Creusant le sol, il en exhuma, au milieu d’une chaude buée, le quartier de porc, dont l’aspect eût fait agenouiller le plus difficile gastronome. Selon la méthode canaque, il l’avait préalablement enveloppé de larges feuilles de bananier, puis enterré dans un trou et recouvert de cailloux rougis au feu.
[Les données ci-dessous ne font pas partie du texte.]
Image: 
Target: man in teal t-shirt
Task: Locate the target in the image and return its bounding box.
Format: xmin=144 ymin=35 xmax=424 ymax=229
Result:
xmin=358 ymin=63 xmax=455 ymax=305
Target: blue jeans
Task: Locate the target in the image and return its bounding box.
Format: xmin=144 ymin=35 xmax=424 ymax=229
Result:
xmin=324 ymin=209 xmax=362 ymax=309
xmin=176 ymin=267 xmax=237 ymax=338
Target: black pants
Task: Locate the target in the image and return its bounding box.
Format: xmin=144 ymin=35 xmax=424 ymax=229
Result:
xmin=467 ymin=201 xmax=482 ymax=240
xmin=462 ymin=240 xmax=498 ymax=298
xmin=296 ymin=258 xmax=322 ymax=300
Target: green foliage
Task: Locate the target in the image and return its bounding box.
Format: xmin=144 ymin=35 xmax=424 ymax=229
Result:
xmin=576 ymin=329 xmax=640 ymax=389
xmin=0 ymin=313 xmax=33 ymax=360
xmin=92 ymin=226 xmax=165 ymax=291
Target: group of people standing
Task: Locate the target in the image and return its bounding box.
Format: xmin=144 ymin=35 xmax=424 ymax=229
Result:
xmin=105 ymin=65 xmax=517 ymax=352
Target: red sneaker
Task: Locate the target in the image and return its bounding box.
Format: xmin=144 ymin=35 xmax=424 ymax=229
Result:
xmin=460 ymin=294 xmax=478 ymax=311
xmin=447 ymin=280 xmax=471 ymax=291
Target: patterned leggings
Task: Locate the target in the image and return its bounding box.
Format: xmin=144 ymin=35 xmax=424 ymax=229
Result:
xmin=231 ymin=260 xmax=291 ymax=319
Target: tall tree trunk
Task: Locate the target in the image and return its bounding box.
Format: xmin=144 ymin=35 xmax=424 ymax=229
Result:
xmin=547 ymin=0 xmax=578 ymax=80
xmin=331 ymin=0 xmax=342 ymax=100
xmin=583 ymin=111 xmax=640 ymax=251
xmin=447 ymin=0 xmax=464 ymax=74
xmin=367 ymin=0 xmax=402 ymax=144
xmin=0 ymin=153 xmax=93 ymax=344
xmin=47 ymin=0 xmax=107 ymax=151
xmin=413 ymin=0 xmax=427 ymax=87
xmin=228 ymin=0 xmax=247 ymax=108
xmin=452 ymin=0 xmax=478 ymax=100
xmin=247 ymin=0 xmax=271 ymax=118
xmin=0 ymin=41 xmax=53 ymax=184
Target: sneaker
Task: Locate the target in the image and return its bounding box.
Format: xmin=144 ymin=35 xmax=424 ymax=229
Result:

Cette cuisson à l’étouffée, s’étendait jadis à la viande humaine, qui n’en était pas moins savoureuse, son goût naturel ne se trouvant point altéré par des sauces suspectes.

Hook réveilla l’Européen et nous présenta le rôti, accompagné d’une montagne de bananes bouillies. Les deux bouteilles furent vidées ; puis nous procédâmes à notre déguisement, non sans que notre ami nous eût dit :

— Ne craignez pas que la mèche soit vendue : Marie est incapable d’une indiscrétion, Poindi est sourd-muet de naissance et Cathô le sera pour cette nuit : ses abattis m’en répondent.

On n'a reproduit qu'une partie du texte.